The weather's just given us an example. Forecasts are unreliable and we're out of our comfort zone. What the hell is going on? Is the snow headed our way?

#UKSnow knows.


#UKSnow takes a hashtag on Twitter, a postcode and a report of how heavy the snow is, then maps all the tweets for you. Fabulous! It's doing better today than the Met Office rainfall radar; it updates faster and is reporting snow where the Met Office isn't (in places where it's definitely snowing!)

Most of the time the long view is the best one, but just occasionally, when our models get knocked out of their comfort zone there's a real use for social media dashboards. They can bring us information far faster and more accurately than a model ever could. Provided every day isn't nominated a crisis day, social media tracking is a powerful analysis tool.

Monday 13 December 2010

Hotmail turkeys in voting for Christmas shocker

Microsoft did a brave thing last week. They sent the Hotmail team onto Reddit to ask users why they didn't like Hotmail.

I should probably have said 'to get feedback on Hotmail' but since nobody really likes Hotmail (I think I'm on safe ground there) it was a brave thing to do.

Some of the replies were a real surprise. I used to use Hotmail - most thirtysomethings did at some point because it's what there was when we first needed email. Apparently we're all leaving now though and when Microsoft asked what it would take to get us back, the first reply and one that kept coming up was...

"Rebrand it and run an ad campaign"

So much for focus groups. Everyone's an amateur marketer!

There's a good point hiding in there somewhere about how "@hotmail" sounds a bit unprofessional and lots of people would probably like an "@office.com" address but it's really not why we all left for gmail in droves.


Quick taste test. Is this a Microsoft product or a Google one?


That was too easy.

Hotmail's a mess. It's had half hearted attempts at social networking and news feeds bolted to it, is awkward to use and it doesn't play nicely with smartphones (through the web UI or IMAP) to name just a few problems. Actually, being a Microsoft tool it doesn't play nicely with anything that Microsoft don't build.

These are huge issues that need to be sorted long before you even think about a re-brand, otherwise you're just spending advertising money bringing people to your site, so that they can remind themselves how bad it is and disappear for another few years.

it's been a while since this one came out. Apparently some email users think it really works too.

Tuesday 7 December 2010

Sure the Marketing Directors are wrong?

Brand Republic is reporting on a survey that says one in five marketing directors would rather the IT department handle their social media than the in-house PR unit (original press release here.)
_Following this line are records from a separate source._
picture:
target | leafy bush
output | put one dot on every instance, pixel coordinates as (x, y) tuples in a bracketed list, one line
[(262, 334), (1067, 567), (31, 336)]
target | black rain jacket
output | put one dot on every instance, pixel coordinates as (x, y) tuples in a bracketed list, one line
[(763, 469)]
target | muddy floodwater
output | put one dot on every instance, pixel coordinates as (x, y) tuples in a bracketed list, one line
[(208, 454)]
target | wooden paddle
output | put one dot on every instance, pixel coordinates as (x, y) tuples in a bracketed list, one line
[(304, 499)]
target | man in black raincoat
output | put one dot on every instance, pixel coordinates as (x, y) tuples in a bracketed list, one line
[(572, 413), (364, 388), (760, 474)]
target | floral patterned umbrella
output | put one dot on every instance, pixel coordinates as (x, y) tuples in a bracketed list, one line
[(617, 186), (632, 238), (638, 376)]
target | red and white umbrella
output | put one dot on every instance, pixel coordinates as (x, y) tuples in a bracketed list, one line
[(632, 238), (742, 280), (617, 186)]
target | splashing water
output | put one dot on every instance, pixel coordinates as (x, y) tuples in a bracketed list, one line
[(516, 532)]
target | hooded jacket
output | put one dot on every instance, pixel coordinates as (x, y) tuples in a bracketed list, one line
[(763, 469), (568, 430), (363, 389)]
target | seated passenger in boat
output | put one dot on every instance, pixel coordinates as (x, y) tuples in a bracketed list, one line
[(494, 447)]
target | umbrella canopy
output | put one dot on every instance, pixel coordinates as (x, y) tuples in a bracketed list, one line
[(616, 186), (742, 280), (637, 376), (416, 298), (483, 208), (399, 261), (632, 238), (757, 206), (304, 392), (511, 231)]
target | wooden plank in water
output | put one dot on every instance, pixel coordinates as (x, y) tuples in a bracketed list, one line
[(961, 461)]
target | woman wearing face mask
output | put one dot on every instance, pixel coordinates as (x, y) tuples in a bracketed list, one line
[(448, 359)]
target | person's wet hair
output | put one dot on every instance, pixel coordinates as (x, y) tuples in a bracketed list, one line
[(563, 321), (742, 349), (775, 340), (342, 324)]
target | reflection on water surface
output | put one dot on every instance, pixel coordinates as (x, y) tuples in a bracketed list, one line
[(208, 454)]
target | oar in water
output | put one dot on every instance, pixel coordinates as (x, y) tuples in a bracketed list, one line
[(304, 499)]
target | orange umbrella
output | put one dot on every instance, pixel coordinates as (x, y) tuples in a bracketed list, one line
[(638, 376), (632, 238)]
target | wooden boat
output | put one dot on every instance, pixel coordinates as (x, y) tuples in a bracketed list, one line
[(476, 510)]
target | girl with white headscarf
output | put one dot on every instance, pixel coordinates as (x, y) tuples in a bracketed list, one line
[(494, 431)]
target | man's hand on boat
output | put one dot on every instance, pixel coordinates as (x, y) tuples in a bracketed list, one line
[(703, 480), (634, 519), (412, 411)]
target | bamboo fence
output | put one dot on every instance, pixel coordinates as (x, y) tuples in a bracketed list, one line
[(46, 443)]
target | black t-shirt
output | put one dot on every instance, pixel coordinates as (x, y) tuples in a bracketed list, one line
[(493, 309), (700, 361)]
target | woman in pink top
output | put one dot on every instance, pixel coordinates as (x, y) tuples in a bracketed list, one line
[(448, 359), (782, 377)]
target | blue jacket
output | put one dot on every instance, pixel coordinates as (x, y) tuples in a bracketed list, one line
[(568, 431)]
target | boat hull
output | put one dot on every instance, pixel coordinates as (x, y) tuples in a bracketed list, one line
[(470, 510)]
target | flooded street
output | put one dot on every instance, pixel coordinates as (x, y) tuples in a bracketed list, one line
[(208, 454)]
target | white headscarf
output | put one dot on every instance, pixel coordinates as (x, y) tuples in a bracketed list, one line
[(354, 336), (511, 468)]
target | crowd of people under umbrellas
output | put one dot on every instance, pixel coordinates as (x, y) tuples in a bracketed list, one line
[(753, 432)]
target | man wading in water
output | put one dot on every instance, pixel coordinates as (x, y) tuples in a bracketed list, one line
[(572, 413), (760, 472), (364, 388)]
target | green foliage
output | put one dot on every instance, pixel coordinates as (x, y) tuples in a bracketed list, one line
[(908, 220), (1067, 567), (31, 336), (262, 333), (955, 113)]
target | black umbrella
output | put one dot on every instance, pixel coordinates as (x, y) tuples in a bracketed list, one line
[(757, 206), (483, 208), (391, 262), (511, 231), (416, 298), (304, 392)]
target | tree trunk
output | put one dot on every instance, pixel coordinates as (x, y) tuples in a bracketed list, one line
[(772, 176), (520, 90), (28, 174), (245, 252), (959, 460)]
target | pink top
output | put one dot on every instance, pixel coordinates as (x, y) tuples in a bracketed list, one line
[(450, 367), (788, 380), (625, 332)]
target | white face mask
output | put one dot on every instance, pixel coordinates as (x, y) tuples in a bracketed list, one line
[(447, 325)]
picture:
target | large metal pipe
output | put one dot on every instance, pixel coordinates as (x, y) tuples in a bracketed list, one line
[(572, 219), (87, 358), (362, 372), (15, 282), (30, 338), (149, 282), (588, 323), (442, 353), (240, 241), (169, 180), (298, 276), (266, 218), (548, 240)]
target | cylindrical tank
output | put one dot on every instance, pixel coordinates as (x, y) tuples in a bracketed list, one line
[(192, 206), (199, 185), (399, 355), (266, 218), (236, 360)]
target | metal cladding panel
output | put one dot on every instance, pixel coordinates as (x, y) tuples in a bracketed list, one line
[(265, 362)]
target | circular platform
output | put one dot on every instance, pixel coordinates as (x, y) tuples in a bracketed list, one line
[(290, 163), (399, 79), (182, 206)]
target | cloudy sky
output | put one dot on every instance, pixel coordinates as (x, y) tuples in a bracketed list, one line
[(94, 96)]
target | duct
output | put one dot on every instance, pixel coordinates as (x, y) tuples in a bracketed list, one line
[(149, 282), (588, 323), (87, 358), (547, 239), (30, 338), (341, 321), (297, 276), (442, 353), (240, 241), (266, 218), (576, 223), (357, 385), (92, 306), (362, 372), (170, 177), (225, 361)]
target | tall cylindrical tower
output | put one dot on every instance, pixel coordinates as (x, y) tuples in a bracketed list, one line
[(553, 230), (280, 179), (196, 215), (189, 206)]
"Seriously that is what the survey (by Wildfire PR) of 250 marketing directors and heads of marketing even found — one in five marketing chiefs believe the IT department should have control of a firm’s blogging and tweeting"


And PR Week on the subject...

"Rob Dyson, PR manager at children’s charity Whizz-Kidz, said: ‘Clearly a number of marketers believe social media are technical tools or an extension of the company website that IT should manage. But it is not just a bit of software and needs to be run by a part of an organisation that is personable."


Maybe they do believe it and maybe they don't, but rather than assuming - like a lot of commenters on the articles - that all those marketing directors don't know what they're doing, how about an alternative conclusion?

One in five marketing directors think so little of their PR team's ability to handle social media, that they'd rather IT did it instead.

Disagree? That's why the question is crying out for a follow up.

1. Who do you think should handle your social media?
2. WHY?

Otherwise what can you learn except to assume that 20% of marketing directors don't understand your industry?